Stackoverflow discusses how R would allow you to compute the distance between objects using the following command package:
library(geosphere) distm (c(lon1, lat1), c(lon2, lat2), fun = distHaversine)
A very powerful, if controversial normalization would occur within the value of an award ‘mile’. This might be so subjective that allowing user entry would be preferable. The essence of normalizing here would revolved around acquisition cost of a mile in relation to other miles. You could then add a weighting to each mile to create a relative scale.
Applications and Searches
The key to maximising this would be a balance between innovative searches, and visual outputs. A simple query that could be considered from the above data might be:
- Divide Distance by Weighted Mile.
The output of this query would identify the best value for the traveler who wished to fly the furthest distance for the lowest price. This would show sweet-spots across all award programs, which could go from the innocent (a reasonable fair from A>B) to the unusually generous (25,000 miles for 9hrs in Business Class). Because all the data is already accessed, this would allow you to run thousands of queries in one command, rather than searching JFK-NRT, loading, waiting… and so on.
Data integrity here is key. If you took the faster, and easier, approach of API to grab the base data, you’d have to know how that data was actually constructed. If Miles Biz looked at a generic zoning chart that stated Turkey was in Middle East 1, and then added in all Turkish airports to Middle East 1 pricing, it wouldn’t be as useful as actually having data pulled from the underlying award program CSV. It would still show bargains, but not all of them.
Remember – the API would be used for accurate data population rather than logic rules, so if corners were cut to follow the rules too closely when building the API Client data, it would be lessened.
Distance Based Anomaly Searching
I think it was TravelisFree who talked about breaking a route via Hawaii in order to move from North America to Asia/Oceania using British Airways Avios. The concept here is that in a distance based zone chart, you might find a scenario where:
- Origin>Midpoint = Zone 2
- Midpoint>Destination = Zone 3
- Origin> Destination = Zone 5
- Where sum(Zone 2+ Zone 3)< Zone 5
If you combined the base data with routing rules and logic, you could search across all programs and run a query in the same manner that people use ITA Matrix for hidden cities. This would be something like:
- Destination (abc,xyz,fff,etc)
- Stop (True Destination)
Routing rules might be complex, but mostly could be included via some basic logic, involving a distance from origin/destination equation for a True/False output.
Alternative Airport Suggestions
The ability to add in a search parameter for nearby airports exists already, but rules might prevent it from crossing boundaries of regions. Having a distance based search that wasn’t bound by award program logic might open up new opportunities.
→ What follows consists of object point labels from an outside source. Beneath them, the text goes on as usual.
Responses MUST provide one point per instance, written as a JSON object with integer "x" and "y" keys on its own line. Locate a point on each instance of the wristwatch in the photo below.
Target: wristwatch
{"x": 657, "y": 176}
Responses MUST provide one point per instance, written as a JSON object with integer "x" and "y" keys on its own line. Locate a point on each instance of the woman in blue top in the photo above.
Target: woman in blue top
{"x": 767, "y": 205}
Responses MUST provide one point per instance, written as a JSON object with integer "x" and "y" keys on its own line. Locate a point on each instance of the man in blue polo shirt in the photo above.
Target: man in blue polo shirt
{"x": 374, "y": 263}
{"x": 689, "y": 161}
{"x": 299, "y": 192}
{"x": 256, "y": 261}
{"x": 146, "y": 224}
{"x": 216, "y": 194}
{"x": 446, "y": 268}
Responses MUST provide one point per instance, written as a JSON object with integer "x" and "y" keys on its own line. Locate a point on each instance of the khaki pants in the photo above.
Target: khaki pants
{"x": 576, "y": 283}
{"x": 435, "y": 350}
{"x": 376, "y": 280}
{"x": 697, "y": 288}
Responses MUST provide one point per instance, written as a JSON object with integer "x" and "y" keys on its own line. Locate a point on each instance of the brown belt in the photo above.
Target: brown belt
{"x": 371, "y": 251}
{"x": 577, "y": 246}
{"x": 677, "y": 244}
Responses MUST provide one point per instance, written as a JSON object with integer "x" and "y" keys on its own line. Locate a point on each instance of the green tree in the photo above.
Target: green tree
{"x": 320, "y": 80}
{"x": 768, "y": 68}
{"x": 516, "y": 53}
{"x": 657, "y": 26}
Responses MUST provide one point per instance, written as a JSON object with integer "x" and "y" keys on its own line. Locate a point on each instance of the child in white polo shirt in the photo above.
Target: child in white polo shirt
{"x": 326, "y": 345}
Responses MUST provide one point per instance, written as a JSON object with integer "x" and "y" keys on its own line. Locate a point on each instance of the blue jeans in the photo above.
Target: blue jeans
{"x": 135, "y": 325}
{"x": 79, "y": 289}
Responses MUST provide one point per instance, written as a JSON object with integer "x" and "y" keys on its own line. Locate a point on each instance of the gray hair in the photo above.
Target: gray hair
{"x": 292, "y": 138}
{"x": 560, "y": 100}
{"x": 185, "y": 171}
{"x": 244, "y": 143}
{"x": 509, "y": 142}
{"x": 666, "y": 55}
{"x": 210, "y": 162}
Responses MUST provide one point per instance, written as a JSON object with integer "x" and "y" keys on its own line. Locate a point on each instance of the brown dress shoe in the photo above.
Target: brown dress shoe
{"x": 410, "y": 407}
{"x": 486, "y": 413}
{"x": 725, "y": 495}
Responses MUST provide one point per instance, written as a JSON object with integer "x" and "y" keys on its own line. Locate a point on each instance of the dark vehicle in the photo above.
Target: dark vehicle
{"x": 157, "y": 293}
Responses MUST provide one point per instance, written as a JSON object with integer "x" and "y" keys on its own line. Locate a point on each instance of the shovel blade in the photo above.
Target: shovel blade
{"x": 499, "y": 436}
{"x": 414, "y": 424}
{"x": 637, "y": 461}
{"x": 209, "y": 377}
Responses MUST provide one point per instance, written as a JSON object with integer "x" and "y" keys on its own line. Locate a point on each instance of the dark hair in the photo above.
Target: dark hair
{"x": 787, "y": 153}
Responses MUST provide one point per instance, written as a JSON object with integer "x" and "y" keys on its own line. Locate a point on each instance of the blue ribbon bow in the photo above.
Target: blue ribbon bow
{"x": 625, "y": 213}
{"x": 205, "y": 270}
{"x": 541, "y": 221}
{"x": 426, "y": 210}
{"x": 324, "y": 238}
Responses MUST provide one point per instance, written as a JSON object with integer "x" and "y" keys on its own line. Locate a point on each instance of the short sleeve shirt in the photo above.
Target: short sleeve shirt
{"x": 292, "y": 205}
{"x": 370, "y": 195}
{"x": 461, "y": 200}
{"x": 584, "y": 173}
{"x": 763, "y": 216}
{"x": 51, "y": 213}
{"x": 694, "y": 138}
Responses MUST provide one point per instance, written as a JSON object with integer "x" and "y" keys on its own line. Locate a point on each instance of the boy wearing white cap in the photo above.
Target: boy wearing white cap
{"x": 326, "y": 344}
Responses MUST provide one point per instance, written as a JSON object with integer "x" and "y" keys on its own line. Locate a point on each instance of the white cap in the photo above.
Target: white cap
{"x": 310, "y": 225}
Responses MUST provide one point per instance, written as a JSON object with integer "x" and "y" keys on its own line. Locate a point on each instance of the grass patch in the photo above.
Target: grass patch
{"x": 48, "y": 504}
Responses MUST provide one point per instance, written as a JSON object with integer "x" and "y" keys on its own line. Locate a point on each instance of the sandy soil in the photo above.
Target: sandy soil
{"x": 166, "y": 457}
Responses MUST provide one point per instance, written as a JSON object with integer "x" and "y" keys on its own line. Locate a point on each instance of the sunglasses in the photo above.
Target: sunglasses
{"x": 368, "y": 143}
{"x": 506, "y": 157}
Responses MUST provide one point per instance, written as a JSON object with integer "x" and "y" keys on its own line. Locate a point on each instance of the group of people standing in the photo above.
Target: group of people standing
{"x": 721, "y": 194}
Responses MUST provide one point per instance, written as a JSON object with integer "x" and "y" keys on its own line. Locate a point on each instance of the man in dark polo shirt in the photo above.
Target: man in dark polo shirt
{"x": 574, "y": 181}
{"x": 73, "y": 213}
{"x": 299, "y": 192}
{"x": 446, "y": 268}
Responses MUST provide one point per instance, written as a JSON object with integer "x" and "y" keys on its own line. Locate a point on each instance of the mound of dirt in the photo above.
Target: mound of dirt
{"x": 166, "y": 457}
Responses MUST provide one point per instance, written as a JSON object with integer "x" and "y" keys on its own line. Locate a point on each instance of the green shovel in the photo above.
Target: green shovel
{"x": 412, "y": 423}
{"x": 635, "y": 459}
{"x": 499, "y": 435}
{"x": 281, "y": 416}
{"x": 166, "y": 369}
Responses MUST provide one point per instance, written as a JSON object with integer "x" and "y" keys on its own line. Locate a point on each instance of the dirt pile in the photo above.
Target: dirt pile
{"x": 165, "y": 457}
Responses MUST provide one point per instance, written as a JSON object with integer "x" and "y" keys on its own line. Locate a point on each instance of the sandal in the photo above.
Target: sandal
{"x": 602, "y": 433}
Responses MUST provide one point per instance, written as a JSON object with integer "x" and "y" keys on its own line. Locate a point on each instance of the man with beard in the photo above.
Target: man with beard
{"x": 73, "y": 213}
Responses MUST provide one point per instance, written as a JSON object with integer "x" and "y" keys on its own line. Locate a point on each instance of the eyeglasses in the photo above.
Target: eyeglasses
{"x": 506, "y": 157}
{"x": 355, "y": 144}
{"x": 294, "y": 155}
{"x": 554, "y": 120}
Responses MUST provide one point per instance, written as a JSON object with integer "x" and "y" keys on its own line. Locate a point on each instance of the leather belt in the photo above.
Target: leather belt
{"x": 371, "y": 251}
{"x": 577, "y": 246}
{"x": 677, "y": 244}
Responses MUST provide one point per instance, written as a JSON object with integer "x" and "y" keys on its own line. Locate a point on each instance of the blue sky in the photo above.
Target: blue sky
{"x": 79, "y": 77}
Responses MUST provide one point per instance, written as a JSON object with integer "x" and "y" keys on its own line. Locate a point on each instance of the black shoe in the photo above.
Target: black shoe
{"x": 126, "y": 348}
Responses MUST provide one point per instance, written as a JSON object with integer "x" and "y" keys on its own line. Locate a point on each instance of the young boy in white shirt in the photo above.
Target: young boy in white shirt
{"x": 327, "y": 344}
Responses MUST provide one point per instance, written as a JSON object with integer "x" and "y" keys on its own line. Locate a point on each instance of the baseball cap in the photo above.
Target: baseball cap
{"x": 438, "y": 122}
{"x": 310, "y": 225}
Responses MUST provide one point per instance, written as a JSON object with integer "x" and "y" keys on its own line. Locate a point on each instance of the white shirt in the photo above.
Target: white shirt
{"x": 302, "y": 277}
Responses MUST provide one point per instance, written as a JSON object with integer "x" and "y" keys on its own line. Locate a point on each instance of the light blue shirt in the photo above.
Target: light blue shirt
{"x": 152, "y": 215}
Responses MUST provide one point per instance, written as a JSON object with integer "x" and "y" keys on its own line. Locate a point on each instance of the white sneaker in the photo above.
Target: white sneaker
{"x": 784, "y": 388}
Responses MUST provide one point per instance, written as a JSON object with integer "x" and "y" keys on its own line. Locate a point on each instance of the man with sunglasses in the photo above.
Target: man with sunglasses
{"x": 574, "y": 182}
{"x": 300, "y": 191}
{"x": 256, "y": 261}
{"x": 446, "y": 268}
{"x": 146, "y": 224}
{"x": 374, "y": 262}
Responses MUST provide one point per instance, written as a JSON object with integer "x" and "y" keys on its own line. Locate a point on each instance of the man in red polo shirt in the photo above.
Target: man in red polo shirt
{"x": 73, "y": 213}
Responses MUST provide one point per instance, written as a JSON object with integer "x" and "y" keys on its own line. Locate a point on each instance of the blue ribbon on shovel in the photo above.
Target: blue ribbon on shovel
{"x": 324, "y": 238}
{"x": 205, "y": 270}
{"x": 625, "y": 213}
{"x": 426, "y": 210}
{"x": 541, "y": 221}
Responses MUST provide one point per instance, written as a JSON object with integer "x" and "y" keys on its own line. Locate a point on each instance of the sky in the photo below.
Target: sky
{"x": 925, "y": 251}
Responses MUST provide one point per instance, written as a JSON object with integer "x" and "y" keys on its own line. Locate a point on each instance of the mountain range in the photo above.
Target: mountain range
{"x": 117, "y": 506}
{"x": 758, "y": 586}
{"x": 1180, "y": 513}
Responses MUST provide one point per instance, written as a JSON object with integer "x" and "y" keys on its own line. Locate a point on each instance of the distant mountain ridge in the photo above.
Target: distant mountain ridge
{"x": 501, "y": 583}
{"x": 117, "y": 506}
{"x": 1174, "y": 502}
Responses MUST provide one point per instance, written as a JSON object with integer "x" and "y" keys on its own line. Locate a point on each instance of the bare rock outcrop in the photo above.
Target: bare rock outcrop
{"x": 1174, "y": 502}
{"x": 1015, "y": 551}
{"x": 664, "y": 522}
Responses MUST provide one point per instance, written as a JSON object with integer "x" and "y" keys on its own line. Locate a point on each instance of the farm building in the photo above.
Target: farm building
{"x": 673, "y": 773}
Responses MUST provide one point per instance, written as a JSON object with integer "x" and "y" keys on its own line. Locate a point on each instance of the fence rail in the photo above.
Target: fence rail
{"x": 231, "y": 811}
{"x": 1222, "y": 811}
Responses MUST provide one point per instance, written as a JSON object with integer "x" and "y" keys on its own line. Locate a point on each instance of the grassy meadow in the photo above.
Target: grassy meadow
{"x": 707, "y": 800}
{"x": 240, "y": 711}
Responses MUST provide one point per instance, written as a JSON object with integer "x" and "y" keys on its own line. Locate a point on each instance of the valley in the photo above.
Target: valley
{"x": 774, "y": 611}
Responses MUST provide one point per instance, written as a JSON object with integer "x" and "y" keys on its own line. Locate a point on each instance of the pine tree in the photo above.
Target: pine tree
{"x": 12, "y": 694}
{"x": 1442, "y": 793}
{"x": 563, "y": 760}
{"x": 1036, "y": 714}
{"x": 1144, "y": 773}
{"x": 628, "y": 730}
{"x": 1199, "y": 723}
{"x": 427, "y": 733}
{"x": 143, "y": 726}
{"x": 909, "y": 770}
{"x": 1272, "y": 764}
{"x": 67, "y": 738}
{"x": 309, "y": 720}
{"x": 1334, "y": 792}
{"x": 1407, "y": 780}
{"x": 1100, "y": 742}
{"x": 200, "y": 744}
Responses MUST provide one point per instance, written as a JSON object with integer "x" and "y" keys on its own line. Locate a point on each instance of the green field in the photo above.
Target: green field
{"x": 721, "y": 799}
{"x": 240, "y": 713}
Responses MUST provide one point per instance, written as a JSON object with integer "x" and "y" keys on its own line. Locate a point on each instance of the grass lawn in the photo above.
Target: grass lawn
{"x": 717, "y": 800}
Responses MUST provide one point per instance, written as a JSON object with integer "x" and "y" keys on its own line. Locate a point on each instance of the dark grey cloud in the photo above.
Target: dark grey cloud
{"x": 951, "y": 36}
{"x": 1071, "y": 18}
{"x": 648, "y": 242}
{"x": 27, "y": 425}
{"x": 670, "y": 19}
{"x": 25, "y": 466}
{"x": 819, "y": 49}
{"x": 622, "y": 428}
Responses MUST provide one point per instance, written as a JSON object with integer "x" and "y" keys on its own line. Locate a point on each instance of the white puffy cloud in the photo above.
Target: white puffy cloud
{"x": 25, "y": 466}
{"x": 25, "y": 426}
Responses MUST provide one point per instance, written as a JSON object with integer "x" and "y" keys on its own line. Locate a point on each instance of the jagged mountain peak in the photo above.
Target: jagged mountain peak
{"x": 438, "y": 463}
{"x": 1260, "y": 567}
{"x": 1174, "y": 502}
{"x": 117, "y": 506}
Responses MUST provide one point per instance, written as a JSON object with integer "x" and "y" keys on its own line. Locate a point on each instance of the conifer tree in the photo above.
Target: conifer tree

There’s a lot more applications that could be built from the above, but the problem is that as soon as it was built, it would self destruct. We circle back to the volume/exploitation issue that always arises in the travel hacking world… if it is too easy (and it doesn’t get easier than visual) then it will be overloaded.
That said, I really dislike the idea that everyone currently does manual searches and then talks in code, since it is a tremendously inefficient system… but perhaps the only one that allows broader group collaboration. This is a key reason why I suggest people share (to an extent) within semi private areas, like Level 2 of the Forum, but they use this to prove bona fides to evolve into smaller groups who are capable of tackling a project like this, and perhaps keeping it just to 6-10 people.